Since the Zaps run/poll about every five minutes, it's possible that a station might play a short song in between two cycles, but this isn't a production-grade experiment.  Eventually, I might convert/replace the Zaps with Cloudflare's Cron triggers for Workers (assuming I have enough free-time and attention span, which is unlikely).  In the meantime, Zaps are a fantastic way to get things up and running quickly and easily (with observability into how well things are running).

I currently have these five Zaps running, each configured for a specific station:


Rebuilding the front-end


As the Zaps gradually accumulated the historical data, I started working on rebuilding the front-end.  Since the visualization/graphing code is very minimalistic (it's a single static page), and doesn't require any special server, I decided to use a CodePen to host this piece.  Most of the original (and obsolete) front-end code still worked, so I only had to rebuild the parts that interacted with the database - switching things from MongoDB over to Cloud Firestore.  The two biggest challenges were:
  • Converting the query - in MongoDB, querying is pretty easy, the database call passes over a "fairly simple" JSON object that contains the search's settings.  In Cloud Firestore, the JSON object is a "bit more complex" and requires a Structured Query.
  • Reading the data - in MongoDB, the query returns an array which contains the documents/objects from the database (thus the objects received match the objects in the database).  In Cloud Firestore, the documents aren't "simple JSON", but rather a more detailed format which contains lots of meta-information about each of the document's fields/data-types.  Fortunately, StackOverflow had the answer I needed, to convert those document objects into "plain objects".

Viewing the results


After all that work (and a few days to collect enough historical data), the results show which stations have "lots of variety", and which have "little variety" (and thus, overplay a small set of songs).

For example, KZJK is a Jack FM station, which plays a wide variety (and sometimes random) assortment of music.  During a two-day span, most songs were only played once or twice:





On the flipside, KDWB is a Top 40 station, which plays a small collection of songs more frequently.  During a two-day span, some songs were played 20 times:





Next Steps

There's a long list of enhancements/improvements that I'd like to perform, but it's unlikely that I'll have the time needed to work on things. Such as:
  • Switching from Zaps to Clouflare, for faster sampling intervals
  • Setup some metrics with Datadog to monitor the data-collection workers
  • Possibly setup Sentry.io error logging when things break/fail
  • Update and clean up the code, and rearrange it into something more polished

Conclusion

Whenever I'm listening to FM stations, I occasionally encounter a song that seems like it's played "all the time" - but now there's a convenient way to find out whether that's true, or just my perspective (or crappy luck, and listening to a station only when "that song" is playing).

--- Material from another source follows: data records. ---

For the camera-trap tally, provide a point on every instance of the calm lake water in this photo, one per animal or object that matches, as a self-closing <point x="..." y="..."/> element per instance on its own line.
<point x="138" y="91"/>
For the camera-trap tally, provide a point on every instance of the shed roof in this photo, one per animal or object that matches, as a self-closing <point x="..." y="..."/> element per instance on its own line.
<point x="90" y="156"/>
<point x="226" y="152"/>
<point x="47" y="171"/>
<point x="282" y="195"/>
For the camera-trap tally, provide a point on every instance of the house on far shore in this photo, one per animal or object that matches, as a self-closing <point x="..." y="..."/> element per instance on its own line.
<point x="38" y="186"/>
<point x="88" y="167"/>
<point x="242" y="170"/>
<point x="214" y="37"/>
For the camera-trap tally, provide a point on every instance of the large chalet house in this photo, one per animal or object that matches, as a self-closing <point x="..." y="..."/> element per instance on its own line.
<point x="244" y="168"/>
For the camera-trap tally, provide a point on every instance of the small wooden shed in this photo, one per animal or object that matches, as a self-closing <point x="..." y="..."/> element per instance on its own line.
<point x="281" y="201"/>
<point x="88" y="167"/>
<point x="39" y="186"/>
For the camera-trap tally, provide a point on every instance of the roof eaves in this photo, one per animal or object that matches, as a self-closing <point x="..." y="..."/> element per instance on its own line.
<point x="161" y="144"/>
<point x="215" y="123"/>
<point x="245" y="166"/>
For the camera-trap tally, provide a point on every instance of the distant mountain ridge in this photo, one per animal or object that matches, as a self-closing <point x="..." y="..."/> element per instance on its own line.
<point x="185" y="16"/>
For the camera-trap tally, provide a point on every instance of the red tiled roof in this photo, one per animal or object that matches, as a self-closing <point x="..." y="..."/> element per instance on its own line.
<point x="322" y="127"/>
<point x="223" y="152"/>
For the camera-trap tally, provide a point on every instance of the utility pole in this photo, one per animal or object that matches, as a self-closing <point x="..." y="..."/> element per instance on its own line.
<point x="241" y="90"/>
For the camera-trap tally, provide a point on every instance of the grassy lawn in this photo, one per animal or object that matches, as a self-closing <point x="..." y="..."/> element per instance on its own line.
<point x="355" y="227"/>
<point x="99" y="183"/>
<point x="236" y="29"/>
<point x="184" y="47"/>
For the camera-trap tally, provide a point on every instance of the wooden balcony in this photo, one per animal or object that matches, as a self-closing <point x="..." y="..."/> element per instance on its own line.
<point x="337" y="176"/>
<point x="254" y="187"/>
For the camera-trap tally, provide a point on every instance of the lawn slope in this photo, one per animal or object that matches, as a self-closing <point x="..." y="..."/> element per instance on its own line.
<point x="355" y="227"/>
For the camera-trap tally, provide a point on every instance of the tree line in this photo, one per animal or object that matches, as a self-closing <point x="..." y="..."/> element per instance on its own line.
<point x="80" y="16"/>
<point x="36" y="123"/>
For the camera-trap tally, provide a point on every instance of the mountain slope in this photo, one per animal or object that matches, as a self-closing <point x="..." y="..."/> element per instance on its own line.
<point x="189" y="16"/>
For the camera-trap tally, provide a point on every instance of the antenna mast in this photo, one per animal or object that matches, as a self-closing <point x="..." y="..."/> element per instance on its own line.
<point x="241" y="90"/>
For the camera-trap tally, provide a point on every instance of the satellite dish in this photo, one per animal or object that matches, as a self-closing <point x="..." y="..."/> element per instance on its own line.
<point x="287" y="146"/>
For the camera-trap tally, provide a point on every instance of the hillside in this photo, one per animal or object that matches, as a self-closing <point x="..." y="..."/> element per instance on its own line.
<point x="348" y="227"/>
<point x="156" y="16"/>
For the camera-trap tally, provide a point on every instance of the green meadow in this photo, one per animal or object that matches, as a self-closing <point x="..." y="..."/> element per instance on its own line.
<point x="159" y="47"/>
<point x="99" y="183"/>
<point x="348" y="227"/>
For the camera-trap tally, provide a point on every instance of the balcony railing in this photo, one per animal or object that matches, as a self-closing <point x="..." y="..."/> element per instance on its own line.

If you'd like to replicate this experiment using your local/favorite FM radio stations, most of the pieces are free to use (Runkit, Cloud Firestore, CodePen).  Zapier's Webhook integration requires a paid plan (but may be available during their introductory trial period?), otherwise you can purchase and cancel anytime. Overall, the biggest challenge is figuring out how to collect/parse the song information from a station's website.